La domination technique américaine est telle que le contact militaire physique n’est plus nécessaire. C’est la leçon de cette guerre qui vient de prendre fin. Il n’y a pas de quoi se montrer optimiste.

Bill Clinton avait le compliment généreux jeudi en prenant acte de la fin de la guerre au Kosovo: «L’OTAN est plus forte et unie que jamais», déclarait-il devant les caméras de télévision.
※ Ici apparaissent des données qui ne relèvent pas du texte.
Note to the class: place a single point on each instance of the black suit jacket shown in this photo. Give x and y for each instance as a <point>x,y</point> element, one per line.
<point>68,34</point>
On imagine ce qu’il pensait in petto: que les Etats-Unis d’Amérique venaient, seuls, de remporter une superbe victoire.

Sans être un fan des B52, mais en ayant tout de même étudié le déroulement de pas mal de batailles et de guerres, je dois reconnaître que la guerre superaérienne de l’OTAN (au-dessus de 4500 mètres) va entrer dans les annales de l’histoire militaire: 35’000 sorties et pas un mort!

Une fois de plus analystes, observateurs, spécialistes divers et nombre de journalistes se sont plantés: la domination technique américaine est telle que le contact militaire physique n’est plus nécessaire.

De surcroît, les pertes serbes – je le dis sans cynisme, mais en tenant compte de l’intensité des bombardements – ne sont, selon toute vraisemblance, pas très considérables, quelques milliers de victimes au plus. Alors qu’une intervention terrestre aurait provoqué une boucherie épouvantable.

Bill Clinton peut se sentir d’autant plus fort que, même acquise aux points plutôt que par K.-O., sa victoire est complète: le Kosovo ne sera pas partagé en zones d’influence antagonistes comme on pouvait le craindre il y a quelques jours encore.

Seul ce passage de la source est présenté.